A TRAGICOMIC BEAUTY
Hard to express how much I loved Stephen Karam’s play. Maybe it just hit the right moment: yomped through freezing night, strikes and ‘severe delays” reading about affronted sibling princes and the general sense of glumly compromised Christmases . And then in the first moments found I loved humanity again, having fallen heavily for Irfan Shamji’s Joseph. Here is a man whose lot is to repress irritation at a series of difficult but necessary people. There’s his fearful employer, the independent book-packager Gloria (who he later describes as “a wealthy deranged woman”, who he dare not quit because he desperately needs medical insurance for his crumbling knees, his athletic prowess suddenly lost.
She is needy and intrusive, wanting to exploit him for a book because she has read in the papers more than he wants about his Lebanese Maronite-Christian family, his mother’s death from cancer, their distant descent from the cherished sage Khalil Gibran and the fact that his father has just died after being in a car accident caused by a lethal prank by a lad who is nonetheless being allowed to continue the high school football season to save his scholarship. Juliet Cowan’s Gloria is a superb nightmare, played straight. Though we laugh. Painfully, and in sympathy with him.
Then there’s Joe’s younger brother Charles, damaged, dependent, stroppy, clinging on to the dead father’s faith, superstitiously obsessed with a saint’s icon sending him messages. And there’s equally enraging Uncle Billy, with whom the lad sits praying through the Rosary’s Sorrowful Mysteries (“I said I’d join him after the Scourging at the Pillar”.) The setting is Pennsylvania, where towns called Nazareth and Bethlehem reflect the tender old immigrant religion. Both brothers, by the way, are gay and Billy resents the fact that their family stops here. Young Charles in his sorrow wants to ‘reach out” to Vin, the prankster who caused their father’s crash. Poor Joe meanwhile, awaiting his full diagnosis on a series of even more irritating robotic phone lines, gets into conversation with a reporter, Timothy, whose preppy entitlement and gap-yah prattling about fashionable tragedies is to us as onlookers downright hilarious even while we feel Joe’s irritated helplessness. And, touchingly later, his helpless attraction to the affluent prat. Lovely exchange where Timothy boasts that his mother came from poverty and Joe snarls that he lives there – “it’s middle-income housing!”
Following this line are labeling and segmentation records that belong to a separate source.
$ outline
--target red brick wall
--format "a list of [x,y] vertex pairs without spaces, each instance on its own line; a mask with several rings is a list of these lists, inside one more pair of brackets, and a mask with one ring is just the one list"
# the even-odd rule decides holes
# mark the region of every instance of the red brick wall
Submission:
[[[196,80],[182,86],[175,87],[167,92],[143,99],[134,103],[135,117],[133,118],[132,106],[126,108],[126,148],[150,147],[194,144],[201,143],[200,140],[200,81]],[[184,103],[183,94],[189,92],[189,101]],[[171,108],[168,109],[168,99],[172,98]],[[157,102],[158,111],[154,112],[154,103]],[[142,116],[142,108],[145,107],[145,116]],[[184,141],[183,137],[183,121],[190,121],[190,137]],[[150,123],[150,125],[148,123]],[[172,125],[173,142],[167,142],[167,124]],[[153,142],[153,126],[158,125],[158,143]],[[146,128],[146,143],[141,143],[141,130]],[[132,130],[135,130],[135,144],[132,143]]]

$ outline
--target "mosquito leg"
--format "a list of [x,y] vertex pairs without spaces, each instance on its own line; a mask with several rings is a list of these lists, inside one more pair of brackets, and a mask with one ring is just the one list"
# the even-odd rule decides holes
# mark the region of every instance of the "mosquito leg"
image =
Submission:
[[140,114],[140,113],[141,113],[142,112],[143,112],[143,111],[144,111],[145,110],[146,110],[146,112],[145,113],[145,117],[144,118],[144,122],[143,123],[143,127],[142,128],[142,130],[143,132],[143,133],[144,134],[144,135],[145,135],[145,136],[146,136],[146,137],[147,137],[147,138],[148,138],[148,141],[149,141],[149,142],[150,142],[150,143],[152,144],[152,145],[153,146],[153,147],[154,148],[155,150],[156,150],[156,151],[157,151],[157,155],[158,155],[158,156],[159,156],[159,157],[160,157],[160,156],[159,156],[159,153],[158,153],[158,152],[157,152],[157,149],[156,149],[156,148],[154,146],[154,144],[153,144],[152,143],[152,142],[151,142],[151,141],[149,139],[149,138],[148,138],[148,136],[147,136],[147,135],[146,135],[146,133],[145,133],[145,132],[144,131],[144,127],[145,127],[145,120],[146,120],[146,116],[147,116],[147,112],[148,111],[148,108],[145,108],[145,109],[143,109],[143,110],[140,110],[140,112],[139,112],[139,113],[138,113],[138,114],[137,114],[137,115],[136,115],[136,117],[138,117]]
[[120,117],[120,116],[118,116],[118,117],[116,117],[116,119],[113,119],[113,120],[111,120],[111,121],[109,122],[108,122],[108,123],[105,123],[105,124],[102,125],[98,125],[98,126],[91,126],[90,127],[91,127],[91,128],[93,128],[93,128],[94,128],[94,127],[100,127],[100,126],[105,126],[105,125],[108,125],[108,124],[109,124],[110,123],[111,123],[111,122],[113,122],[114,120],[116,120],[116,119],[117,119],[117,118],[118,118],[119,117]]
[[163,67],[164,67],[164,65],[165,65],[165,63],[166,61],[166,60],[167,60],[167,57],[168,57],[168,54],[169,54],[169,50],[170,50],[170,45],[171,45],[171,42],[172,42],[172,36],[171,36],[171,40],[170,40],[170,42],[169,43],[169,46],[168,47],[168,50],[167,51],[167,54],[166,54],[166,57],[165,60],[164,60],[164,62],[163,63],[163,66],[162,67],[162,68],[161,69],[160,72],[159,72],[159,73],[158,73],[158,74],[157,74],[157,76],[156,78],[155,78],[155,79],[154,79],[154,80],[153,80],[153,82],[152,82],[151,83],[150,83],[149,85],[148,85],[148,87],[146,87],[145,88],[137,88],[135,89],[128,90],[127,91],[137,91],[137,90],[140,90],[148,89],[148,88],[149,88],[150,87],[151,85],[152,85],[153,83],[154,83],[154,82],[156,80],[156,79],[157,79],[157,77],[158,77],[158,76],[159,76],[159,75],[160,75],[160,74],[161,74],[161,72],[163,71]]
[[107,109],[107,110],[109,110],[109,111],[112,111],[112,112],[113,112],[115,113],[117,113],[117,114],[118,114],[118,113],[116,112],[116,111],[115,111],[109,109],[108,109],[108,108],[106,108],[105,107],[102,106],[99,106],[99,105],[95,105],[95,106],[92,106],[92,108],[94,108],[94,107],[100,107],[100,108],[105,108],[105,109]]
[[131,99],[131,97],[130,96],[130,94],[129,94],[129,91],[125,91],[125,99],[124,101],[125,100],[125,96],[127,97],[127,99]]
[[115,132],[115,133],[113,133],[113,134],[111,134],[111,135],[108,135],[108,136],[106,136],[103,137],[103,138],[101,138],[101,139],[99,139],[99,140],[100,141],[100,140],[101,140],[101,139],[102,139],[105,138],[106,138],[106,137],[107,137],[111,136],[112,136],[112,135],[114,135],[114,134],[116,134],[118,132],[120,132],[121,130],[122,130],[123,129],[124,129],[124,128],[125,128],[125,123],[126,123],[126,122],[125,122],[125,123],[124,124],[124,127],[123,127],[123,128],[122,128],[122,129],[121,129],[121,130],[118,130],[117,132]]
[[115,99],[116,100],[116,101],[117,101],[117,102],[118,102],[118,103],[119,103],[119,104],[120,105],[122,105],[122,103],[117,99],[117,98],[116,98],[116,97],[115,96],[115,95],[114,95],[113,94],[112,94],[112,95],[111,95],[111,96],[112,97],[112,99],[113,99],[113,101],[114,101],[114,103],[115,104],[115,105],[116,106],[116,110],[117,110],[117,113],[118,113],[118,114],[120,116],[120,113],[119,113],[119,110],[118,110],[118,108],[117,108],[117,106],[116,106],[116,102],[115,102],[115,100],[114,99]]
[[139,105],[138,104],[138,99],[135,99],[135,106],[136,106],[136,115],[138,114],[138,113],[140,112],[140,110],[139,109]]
Bijan Sheibani directs fast, fluently, in short almost filmic segments and minimal staging. and explodes it in the last ten minutes or so to draw the whole theatre into a televised debate at the school board about Vin’s sentence. Everyone risks boiling over, Uncle Billy howling furiously behind me on the steps and poor Joe, as so often, cringing up at the far side while Gloria declares her emotional pain over losing a HarperCollins deal and her very unwelcome desire to be part of their family.
All the players are flawless, Shamji a gem and Eric Sirakian’s Charles subtle and touching in his bonding with the boy Vin and his one real cry of pain at orphanhood and Billy’s decline. But its joy is in combining Chekhovian tragicomedy with light-touch commentary on many things: religion, media, brotherhood, forgiveness, neediness, emotional colonisation of other people’s griefs, and the cruel absurdities of American healthcare.
There’s even a dryly happy ending, publisher-fuelled, because as Joe observes “To make it in this country you either need to be an extraordinary human being or make a series of extraordinarily bad life decisions. All of us in the middle, we’re not worth so much”.
Oh yes you are. Sometimes the only people worth making plays about. Five mice, hurrah. Hijack a train to get there.